Xref: utzoo comp.sources.d:6978 news.admin:14590
Path: utzoo!utgpu!watserv1!watmath!att!linac!uwm.edu!caen!ox.com!msen.com!emv
From: emv@msen.com (Ed Vielmetti)
Newsgroups: comp.sources.d,news.admin
Subject: Re: UK Copyright libraries and Usenet
Message-ID: <EMV.91May23174209@bronte.aa.ox.com>
Date: 23 May 91 21:42:14 GMT
References: <3amo22w164w@mantis.co.uk> <10508@skye.cs.ed.ac.uk>
	<4592.283113da@iccgcc.decnet.ab.com>
	<1991May16.050935.29882@newshost.anu.edu.au>
	<EMV.91May16024531@poe.aa.ox.com> <4660.283b7d00@iccgcc.decnet.ab.com>
Sender: usenet@ox.com (Usenet News Administrator)
Followup-To: comp.sources.d,news.admin
Organization: MSEN, Inc. Ann Arbor MI
Lines: 83
In-Reply-To: herrickd@iccgcc.decnet.ab.com's message of 23 May 91 13:27:44 GMT

In article <4660.283b7d00@iccgcc.decnet.ab.com> herrickd@iccgcc.decnet.ab.com writes:

   In article <EMV.91May16024531@poe.aa.ox.com>, emv@ox.com (Ed Vielmetti) writes:
   [probably I should wait for the archive administration group, but Ed
    raised the subject now - i'm trying to keep in in news.admin]

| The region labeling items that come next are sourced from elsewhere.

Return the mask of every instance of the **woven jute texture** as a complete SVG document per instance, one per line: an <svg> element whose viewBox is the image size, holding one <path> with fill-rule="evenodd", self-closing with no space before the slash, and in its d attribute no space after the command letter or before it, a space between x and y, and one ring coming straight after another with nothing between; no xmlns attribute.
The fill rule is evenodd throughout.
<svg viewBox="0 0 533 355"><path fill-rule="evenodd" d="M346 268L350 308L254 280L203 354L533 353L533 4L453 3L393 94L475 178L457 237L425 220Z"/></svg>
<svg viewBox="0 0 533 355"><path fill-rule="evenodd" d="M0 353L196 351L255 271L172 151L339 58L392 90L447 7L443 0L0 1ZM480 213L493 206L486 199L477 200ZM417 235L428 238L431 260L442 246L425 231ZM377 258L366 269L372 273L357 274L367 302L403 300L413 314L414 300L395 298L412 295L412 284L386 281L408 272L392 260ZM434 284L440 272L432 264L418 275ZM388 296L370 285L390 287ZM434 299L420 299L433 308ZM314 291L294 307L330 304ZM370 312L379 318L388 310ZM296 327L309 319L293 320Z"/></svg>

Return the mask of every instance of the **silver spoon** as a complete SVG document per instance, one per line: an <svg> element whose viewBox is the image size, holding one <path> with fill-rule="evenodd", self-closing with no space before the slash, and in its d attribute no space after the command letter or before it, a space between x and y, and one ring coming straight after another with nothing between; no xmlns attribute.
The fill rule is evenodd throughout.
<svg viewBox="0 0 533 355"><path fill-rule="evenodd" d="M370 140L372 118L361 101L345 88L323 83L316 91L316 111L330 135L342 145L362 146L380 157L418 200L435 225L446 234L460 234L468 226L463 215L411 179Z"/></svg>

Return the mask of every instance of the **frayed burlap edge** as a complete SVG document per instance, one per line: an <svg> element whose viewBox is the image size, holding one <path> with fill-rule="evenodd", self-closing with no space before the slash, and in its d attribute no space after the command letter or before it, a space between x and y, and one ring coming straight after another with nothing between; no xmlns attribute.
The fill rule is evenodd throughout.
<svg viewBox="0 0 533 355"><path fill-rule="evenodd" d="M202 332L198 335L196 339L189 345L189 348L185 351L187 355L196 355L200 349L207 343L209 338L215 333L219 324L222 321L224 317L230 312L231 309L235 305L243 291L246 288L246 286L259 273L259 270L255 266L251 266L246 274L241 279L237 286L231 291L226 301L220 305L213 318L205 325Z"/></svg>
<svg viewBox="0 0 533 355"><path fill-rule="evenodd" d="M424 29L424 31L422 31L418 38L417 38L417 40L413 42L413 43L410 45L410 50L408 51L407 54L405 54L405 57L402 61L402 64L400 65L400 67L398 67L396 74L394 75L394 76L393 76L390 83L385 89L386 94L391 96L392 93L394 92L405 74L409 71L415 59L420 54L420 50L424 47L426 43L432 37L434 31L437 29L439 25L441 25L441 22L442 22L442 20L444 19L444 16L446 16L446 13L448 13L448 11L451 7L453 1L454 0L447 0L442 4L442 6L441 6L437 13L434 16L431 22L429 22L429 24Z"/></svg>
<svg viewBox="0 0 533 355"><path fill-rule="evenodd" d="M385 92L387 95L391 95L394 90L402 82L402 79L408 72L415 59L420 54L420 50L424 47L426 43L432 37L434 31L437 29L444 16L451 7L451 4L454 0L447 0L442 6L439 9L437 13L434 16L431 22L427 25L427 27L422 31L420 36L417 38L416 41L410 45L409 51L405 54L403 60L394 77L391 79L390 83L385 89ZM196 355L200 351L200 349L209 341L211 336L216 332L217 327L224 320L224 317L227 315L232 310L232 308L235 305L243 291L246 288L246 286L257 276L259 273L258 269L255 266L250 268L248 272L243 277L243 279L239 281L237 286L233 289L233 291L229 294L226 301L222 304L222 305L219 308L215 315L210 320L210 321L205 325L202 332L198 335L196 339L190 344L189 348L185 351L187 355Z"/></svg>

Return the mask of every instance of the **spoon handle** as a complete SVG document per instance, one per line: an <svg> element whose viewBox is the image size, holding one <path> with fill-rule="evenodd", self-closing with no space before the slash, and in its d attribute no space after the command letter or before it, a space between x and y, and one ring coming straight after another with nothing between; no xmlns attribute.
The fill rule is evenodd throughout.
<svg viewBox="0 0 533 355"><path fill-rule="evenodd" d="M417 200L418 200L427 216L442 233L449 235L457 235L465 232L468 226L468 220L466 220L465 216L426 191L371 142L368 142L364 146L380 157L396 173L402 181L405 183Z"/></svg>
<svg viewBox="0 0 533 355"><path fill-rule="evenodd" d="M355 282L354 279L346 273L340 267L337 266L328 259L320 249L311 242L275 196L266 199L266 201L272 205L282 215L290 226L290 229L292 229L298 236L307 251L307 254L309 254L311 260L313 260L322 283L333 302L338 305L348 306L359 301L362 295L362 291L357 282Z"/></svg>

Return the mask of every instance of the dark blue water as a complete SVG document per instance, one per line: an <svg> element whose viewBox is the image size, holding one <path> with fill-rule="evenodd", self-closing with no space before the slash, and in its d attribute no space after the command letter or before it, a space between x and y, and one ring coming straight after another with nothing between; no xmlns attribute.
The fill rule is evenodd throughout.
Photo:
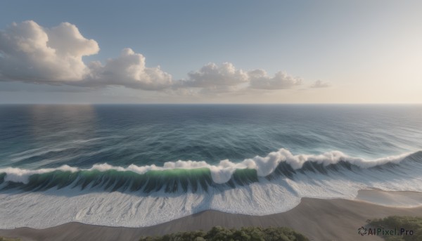
<svg viewBox="0 0 422 241"><path fill-rule="evenodd" d="M238 162L422 150L421 105L1 105L0 167Z"/></svg>
<svg viewBox="0 0 422 241"><path fill-rule="evenodd" d="M0 228L421 192L421 150L422 105L4 105Z"/></svg>

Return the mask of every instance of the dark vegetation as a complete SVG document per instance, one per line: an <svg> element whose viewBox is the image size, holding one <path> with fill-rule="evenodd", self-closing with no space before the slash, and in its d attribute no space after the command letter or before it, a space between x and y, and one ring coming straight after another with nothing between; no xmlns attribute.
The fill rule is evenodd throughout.
<svg viewBox="0 0 422 241"><path fill-rule="evenodd" d="M180 232L160 237L143 237L140 241L308 241L303 235L289 228L249 227L241 229L212 228L208 232L203 230Z"/></svg>
<svg viewBox="0 0 422 241"><path fill-rule="evenodd" d="M422 217L391 216L385 219L369 220L368 223L370 228L397 230L395 235L383 236L387 241L422 240ZM403 233L401 233L402 228L404 229Z"/></svg>

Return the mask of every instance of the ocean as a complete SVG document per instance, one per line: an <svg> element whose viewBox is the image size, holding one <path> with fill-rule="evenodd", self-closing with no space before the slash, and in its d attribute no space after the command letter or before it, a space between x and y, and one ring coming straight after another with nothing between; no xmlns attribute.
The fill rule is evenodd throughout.
<svg viewBox="0 0 422 241"><path fill-rule="evenodd" d="M1 105L0 228L422 192L422 105Z"/></svg>

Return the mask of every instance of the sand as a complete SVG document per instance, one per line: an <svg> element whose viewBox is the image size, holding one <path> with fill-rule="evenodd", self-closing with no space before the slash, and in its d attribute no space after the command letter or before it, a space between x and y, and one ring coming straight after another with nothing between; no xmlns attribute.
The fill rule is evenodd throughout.
<svg viewBox="0 0 422 241"><path fill-rule="evenodd" d="M45 229L0 230L0 236L23 240L136 240L143 235L207 230L215 226L286 226L303 233L311 240L382 240L377 236L360 236L357 229L365 225L367 219L390 215L422 216L421 204L422 194L418 193L362 190L354 200L302 198L298 206L288 211L267 216L210 210L146 228L69 223Z"/></svg>

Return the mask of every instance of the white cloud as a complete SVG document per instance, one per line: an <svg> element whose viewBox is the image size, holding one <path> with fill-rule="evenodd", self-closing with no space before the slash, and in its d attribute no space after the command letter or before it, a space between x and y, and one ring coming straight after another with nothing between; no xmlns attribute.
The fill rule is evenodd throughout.
<svg viewBox="0 0 422 241"><path fill-rule="evenodd" d="M1 79L29 82L78 81L89 70L82 56L98 53L98 44L68 22L46 30L34 21L13 23L0 32Z"/></svg>
<svg viewBox="0 0 422 241"><path fill-rule="evenodd" d="M210 63L188 76L188 79L181 81L182 86L219 89L248 82L248 74L230 63L224 63L221 66Z"/></svg>
<svg viewBox="0 0 422 241"><path fill-rule="evenodd" d="M330 84L328 83L324 83L319 79L318 79L311 85L311 88L326 88L329 86Z"/></svg>
<svg viewBox="0 0 422 241"><path fill-rule="evenodd" d="M294 77L283 72L278 72L269 77L264 70L255 70L248 72L250 88L267 90L290 89L302 84L302 79Z"/></svg>
<svg viewBox="0 0 422 241"><path fill-rule="evenodd" d="M105 65L98 62L90 64L91 77L87 84L121 85L144 90L160 90L170 87L172 76L157 67L145 66L145 57L124 48L120 56L107 60Z"/></svg>
<svg viewBox="0 0 422 241"><path fill-rule="evenodd" d="M0 31L0 81L92 86L119 85L145 90L167 88L170 74L147 67L145 58L130 48L103 65L88 66L83 56L99 51L96 41L63 22L51 29L34 21L13 23Z"/></svg>
<svg viewBox="0 0 422 241"><path fill-rule="evenodd" d="M160 66L146 67L145 57L131 48L123 49L120 56L104 64L94 61L87 65L82 61L83 56L96 54L99 50L95 40L84 37L68 22L51 28L32 20L13 23L0 30L0 81L120 86L183 95L266 91L293 88L302 82L300 78L285 72L270 77L263 70L245 72L231 63L219 66L211 63L189 72L186 79L173 81ZM313 86L326 84L317 81Z"/></svg>

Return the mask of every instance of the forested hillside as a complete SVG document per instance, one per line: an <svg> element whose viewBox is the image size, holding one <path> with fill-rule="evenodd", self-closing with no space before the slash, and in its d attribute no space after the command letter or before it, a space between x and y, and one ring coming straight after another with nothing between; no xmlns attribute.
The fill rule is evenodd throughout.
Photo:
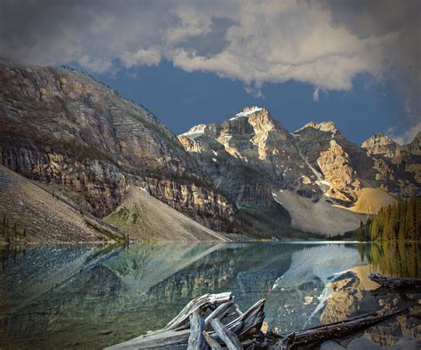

fine, news.admin it is.  I suppose I should x-post it over to
dnet.archiv or aus.archives or any of the other ``regional''
unmoderated groups.

   Ignoring the question of why you do it, I've been watching comp.archives
   and wondering HOW you do it.  You can't possibly read 500 newsgroups
   looking for postings that identify repositories.  Can you?  

Sure, why not?  It's a very simple first-pass filter: take in every
single article, grep it for some key words, if they key words are in
there then save it aside for human processing.  Out of 10000 articles
in a day you can narrow things down to ca. 100-150, of which ca. 10-15
will be interesting once you've read them.  You could apply the same
filtering technique in about an hour's work with grep and a sys file
entry, and look for anything you can express in a shell script.  It's
quite reasonable to scan all of the various newsgroups if you have the
CPU handy.

Determining the set of key words is slightly tricky one.  The ideal
phrase to look for for comp.archives is
  this whizzy new package is available for anonymous ftp from 
      host.domain.org:/pub/whizzy/package-1.0.tar.Z
but there are a multitude of variations on that theme.  The AI project
is going to disambiguate between that ideal phrase and "does anyone
know where i can ftp some gif files from?".  fortunately with a big
screen and a fast cpu a human can chunk through those in 15-30 seconds
each, so it's not so important.

With a big (5000+) collection of articles which have already passed
the comp.archives eyeball test, I should be able to feed potential
matches into a filter that looks for whether there are any other
similar articles in the database.  That will categorize things into
three sets:
 - noise (requests, mostly, or the bitftp discussion)
 - things which I've seen before (new releases or reviews or updates)
 - things which I've never seen before but which might be interesting
then the above-mentioned human can go through a smaller set looking
for the interesting 10-15 articles.

   You recently
   doubled the effort of making the posting by adding that verification
   of the accessibility of the material.

No extra thought-power here, just a little more time.  All of the
packages thus far identified have their home sites identified in a
database; the verification step goes off and fetches the directory
information and sets it aside.  Some shell scripts make these easy to
type, but they're basically no-brainers.

   So, is MSEN studying artificial intelligence?  Does a VP Research have
   time to be working on a dissertation about information retrieval that
   is analagous to snatching a drink from a fire hose?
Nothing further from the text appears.